Eskflo James Mackinley
LancerTech Martin Davidson
Gribbin's Steven Jackobs
Yetland Oliver Howison
Llamó a la empresa de Vanessa Holden. Contestó una recepcionista.
– Buenas -dijo-. Aquí el DIC de Queen Street, sargento Collier. Una pregunta: ¿ustedes han hecho algún trabajo para Eskflo Fabrication?
– ¿Eskflo? Le paso al señor Westerman.
John Biblia anotó el nombre y cuando Westerman se puso al aparato le repitió la pregunta.
– ¿Tiene algo que ver con Vanessa? -inquirió el hombre.
– No, señor. Ya me enteré de lo de la señorita Holden, y es muy lamentable. Mi más sentido pésame y el de todos mis compañeros -añadió mirando las paredes del despacho-. Perdone que tenga que llamar en estas circunstancias.
– Gracias, sargento. Ha sido un duro golpe.

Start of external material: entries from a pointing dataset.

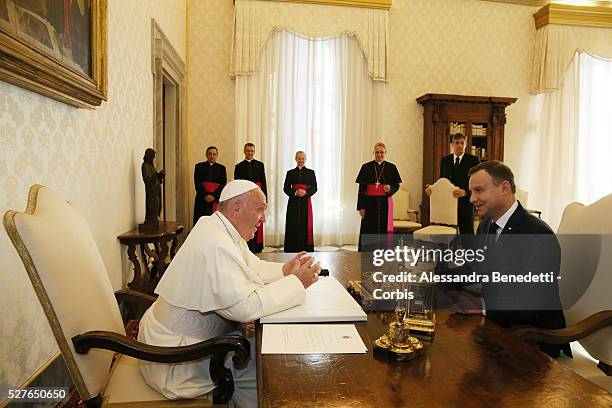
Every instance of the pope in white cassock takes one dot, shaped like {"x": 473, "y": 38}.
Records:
{"x": 212, "y": 283}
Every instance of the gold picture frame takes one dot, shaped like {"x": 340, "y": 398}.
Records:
{"x": 59, "y": 52}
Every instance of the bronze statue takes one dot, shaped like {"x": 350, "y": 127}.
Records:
{"x": 152, "y": 179}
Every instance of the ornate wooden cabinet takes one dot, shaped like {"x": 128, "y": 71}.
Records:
{"x": 480, "y": 118}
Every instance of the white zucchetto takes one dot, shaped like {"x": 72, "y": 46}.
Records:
{"x": 235, "y": 188}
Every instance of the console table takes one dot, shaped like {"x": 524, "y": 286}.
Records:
{"x": 153, "y": 244}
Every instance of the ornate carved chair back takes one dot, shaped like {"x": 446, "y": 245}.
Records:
{"x": 443, "y": 206}
{"x": 64, "y": 265}
{"x": 585, "y": 236}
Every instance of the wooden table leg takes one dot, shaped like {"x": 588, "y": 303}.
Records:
{"x": 135, "y": 284}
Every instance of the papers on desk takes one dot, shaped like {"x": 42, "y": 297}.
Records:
{"x": 326, "y": 301}
{"x": 311, "y": 339}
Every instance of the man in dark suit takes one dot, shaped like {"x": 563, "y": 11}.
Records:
{"x": 455, "y": 167}
{"x": 209, "y": 178}
{"x": 253, "y": 170}
{"x": 516, "y": 244}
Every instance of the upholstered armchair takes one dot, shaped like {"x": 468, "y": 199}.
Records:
{"x": 66, "y": 270}
{"x": 402, "y": 213}
{"x": 442, "y": 214}
{"x": 585, "y": 236}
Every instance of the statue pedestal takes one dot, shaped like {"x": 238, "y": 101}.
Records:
{"x": 157, "y": 248}
{"x": 148, "y": 227}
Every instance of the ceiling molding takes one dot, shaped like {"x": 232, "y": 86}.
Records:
{"x": 377, "y": 4}
{"x": 573, "y": 15}
{"x": 523, "y": 2}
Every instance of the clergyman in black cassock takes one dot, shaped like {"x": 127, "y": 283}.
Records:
{"x": 300, "y": 186}
{"x": 378, "y": 181}
{"x": 253, "y": 170}
{"x": 455, "y": 167}
{"x": 209, "y": 178}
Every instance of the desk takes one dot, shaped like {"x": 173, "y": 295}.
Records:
{"x": 470, "y": 363}
{"x": 163, "y": 243}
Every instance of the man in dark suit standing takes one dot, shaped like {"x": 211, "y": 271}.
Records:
{"x": 253, "y": 170}
{"x": 516, "y": 244}
{"x": 455, "y": 167}
{"x": 209, "y": 178}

– Claro. Tenga la seguridad de que seguimos varias líneas de investigación sobre el caso de la señorita Holden. Pero mi pregunta tiene relación con una estafa.
– ¿Una estafa?
– No es nada relacionado con ustedes, señor Westerman, pero es que estamos investigando en diversas empresas.
– ¿Y Eskflo es una de ellas?
– Efectivamente. -John Biblia hizo una pausa-. Entiéndame, se lo digo de manera estrictamente confidencial.
– Sí, sí, por supuesto.
– Bien, las empresas que me interesan son… -Fingió remover papeles, sin apartar la vista del bloc de notas-. Aquí está: Eskflo, LancerTech, Gribbin's y Yetland.
– Para Yetland hicimos hace poco un trabajo -dijo Westerman-. No, un momento… Aspirábamos a un contrato pero no lo conseguimos.